READ ALSO: Italy’s press freedom ranking drops amid fears of government ‘censorship’

“We know RAI was always politicised…but now we are at another level,” said Renate Schroeder, director of the Brussels-based EFJ.

The NGO representatives – who will write up a formal report in the coming weeks – recommended the appointment of fully independent directors to RAI, among other measures.

They also raised concerns about the failure of repeated Italian governments to decriminalise defamation, despite calls for reform by the country’s Constitutional Court.

Meloni herself successfully sued journalist Roberto Saviano last year for criticising her attitude to migrants.

“In a European democracy a prime minister does not respond to criticism by legally intimidating writers like Saviano,” said David Diaz-Jogeix of London-based Article 19.

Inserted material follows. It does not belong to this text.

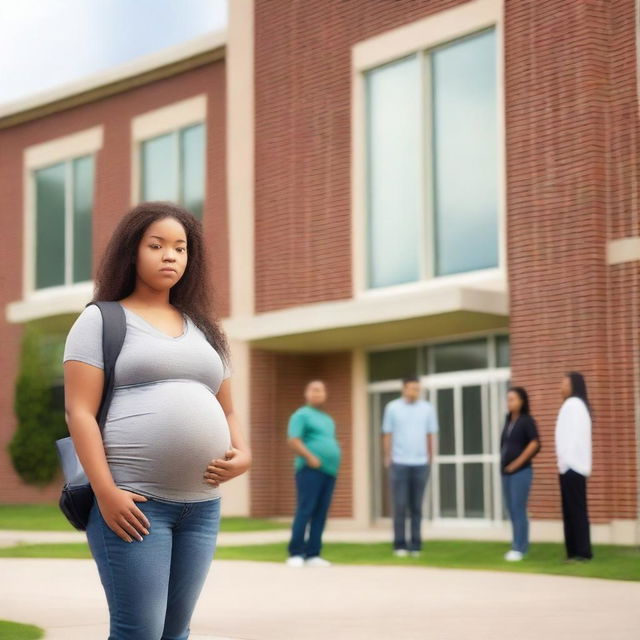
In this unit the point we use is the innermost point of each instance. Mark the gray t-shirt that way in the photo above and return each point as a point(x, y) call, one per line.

He said that a proposed reform being debated in parliament, which would replace imprisonment with fines of up to 50,000 euros, “does not meet the bare minimum of international and European standards of freedom of expression”.

The experts also warned about the mooted takeover of the AGI news agency by a group owned by a member of parliament with Deputy Prime Minister Matteo Salvini’s far-right League party – a proposal that also triggered journalist strikes.

READ ALSO: How much control does Giorgia Meloni’s government have over Italian media?

Beatrice Chioccioli of the International Press Institute said it posed a “significant risk for the editorial independence” of the agency.

The so-called Media Freedom Rapid Response (MFRR) consortium expressed disappointment that no member of Meloni’s coalition responded to requests to meet with them.

They said that, as things stand, Italy is likely to be in breach of a new EU media freedom law, introduced partly because of fears of deteriorating standards in countries such as Hungary and Poland.

Schroeder said next month’s European Parliament elections could be a “turning point”, warning that an increase in power of the far-right across the bloc “will have an influence also on media freedom”.